Chinese workers are also winners because the Chinese Communist Party owns a substantial share of the minerals required for EV batteries, such as lithium, graphite, and cobalt. Beijing is buying mines in Africa for minerals and setting up factories in Indonesia to avoid potential bans on Chinese imports.
Auto parts employees will also lose jobs because EVs have fewer parts, and electrical components are likely to come from abroad.
Auto mechanics will be affected because EV owners can’t go to their local gas stations for service. Teslas and other EVs need to go back to the dealers for servicing.
Just 6 percent of new vehicles sold in 2022 were EVs because Americans prefer vehicles with some gasoline-powered engine, either regular or hybrid.
The bestselling vehicle in the United States is the Ford F-150 pickup truck, with other pickup trucks and SUVs not far behind. The move to 60 percent of sales for EVs by 2030 and 66 percent just two years later in 2032, with an end to gasoline-powered car sales in 2035, is due to pressure from the Biden administration.

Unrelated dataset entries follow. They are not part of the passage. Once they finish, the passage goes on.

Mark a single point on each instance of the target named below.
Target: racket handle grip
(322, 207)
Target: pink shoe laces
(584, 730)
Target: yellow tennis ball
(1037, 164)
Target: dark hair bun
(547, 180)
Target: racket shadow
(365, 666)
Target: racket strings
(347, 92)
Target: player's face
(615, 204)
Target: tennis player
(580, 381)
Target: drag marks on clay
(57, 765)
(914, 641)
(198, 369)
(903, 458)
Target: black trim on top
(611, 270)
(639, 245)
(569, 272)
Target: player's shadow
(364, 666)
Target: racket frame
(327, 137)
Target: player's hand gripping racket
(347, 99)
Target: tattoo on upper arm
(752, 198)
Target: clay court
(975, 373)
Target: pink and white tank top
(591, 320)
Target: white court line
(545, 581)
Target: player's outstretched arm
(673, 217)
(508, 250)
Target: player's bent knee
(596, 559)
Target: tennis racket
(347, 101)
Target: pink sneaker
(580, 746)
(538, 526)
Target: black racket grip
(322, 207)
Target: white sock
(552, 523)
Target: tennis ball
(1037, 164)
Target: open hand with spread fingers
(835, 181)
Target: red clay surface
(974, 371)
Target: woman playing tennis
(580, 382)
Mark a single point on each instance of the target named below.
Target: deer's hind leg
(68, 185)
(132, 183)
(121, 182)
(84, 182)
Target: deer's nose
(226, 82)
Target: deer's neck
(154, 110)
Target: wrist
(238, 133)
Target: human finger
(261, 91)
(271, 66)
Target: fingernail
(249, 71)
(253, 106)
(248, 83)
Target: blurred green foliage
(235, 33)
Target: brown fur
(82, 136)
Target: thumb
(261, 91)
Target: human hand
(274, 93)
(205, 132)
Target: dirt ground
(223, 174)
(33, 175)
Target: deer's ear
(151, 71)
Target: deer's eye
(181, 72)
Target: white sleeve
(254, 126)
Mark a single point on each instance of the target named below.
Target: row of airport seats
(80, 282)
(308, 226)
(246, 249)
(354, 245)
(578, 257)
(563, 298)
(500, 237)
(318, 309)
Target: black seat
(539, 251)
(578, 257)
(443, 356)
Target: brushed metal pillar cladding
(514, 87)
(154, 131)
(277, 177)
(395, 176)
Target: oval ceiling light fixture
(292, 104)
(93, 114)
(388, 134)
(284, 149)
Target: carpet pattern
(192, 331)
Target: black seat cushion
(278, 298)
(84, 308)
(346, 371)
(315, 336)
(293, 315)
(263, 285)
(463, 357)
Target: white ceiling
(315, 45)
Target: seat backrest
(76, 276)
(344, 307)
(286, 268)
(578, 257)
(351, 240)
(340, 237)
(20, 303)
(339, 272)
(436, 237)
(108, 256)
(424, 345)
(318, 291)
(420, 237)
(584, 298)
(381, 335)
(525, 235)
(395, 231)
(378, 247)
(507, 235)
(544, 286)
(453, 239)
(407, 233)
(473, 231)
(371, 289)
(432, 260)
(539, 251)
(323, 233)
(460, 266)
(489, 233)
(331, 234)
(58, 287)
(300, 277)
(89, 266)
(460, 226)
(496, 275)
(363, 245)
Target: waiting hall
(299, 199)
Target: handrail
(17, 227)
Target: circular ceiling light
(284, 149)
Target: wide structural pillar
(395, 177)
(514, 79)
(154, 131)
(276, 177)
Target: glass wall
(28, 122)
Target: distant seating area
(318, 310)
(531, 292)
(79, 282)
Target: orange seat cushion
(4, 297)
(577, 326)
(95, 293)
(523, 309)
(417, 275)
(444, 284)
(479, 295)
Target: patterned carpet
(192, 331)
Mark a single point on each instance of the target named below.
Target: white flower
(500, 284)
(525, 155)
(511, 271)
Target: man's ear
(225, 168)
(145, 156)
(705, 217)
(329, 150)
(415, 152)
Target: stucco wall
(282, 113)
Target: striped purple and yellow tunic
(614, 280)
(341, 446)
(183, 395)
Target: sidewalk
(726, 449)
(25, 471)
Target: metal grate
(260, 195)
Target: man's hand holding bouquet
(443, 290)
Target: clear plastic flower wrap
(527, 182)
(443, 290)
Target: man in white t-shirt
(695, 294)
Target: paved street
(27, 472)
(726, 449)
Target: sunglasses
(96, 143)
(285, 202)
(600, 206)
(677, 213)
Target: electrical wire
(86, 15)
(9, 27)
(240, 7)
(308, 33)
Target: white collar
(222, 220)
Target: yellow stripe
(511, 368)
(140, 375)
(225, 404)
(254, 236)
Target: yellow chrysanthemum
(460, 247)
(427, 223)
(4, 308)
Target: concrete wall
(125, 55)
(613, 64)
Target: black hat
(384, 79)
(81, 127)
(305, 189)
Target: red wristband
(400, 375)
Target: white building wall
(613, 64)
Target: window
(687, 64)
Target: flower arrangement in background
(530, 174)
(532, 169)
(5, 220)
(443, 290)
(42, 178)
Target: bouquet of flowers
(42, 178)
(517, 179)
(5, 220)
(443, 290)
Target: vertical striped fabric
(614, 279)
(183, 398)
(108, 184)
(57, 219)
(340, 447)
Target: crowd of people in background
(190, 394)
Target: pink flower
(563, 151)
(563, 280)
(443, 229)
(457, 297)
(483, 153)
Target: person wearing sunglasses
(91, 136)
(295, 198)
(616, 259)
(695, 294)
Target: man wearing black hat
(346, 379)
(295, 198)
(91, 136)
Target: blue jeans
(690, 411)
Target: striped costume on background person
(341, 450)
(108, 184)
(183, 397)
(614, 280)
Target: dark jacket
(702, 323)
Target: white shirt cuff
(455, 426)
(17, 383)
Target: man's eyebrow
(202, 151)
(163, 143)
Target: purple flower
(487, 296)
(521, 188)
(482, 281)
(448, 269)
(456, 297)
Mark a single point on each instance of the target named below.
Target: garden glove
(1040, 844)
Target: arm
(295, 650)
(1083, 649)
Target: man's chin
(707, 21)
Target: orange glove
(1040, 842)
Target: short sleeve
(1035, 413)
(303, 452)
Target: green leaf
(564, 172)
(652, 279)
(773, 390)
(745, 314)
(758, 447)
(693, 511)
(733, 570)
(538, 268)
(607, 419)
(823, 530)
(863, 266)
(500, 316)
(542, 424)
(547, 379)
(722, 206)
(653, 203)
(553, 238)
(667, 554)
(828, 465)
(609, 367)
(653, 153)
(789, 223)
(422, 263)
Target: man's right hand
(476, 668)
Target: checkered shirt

President Biden signaled to oil companies that future investments were uncertain and unwanted. Without congressional action, he ended construction of the Keystone XL pipeline, raised lease fees and royalties on federal lands, designated large swaths of federal lands off-limits to oil exploration, and ended previously agreed-upon leases in Alaska.
In addition, the Biden administration is slowing pipeline construction, and America needs pipelines to bring more oil and natural gas from where it’s produced to domestic businesses and consumers, and for overseas export.
The green agenda is driving the UAW to strike, because banning the internal-combustion engine is equivalent to banning auto jobs.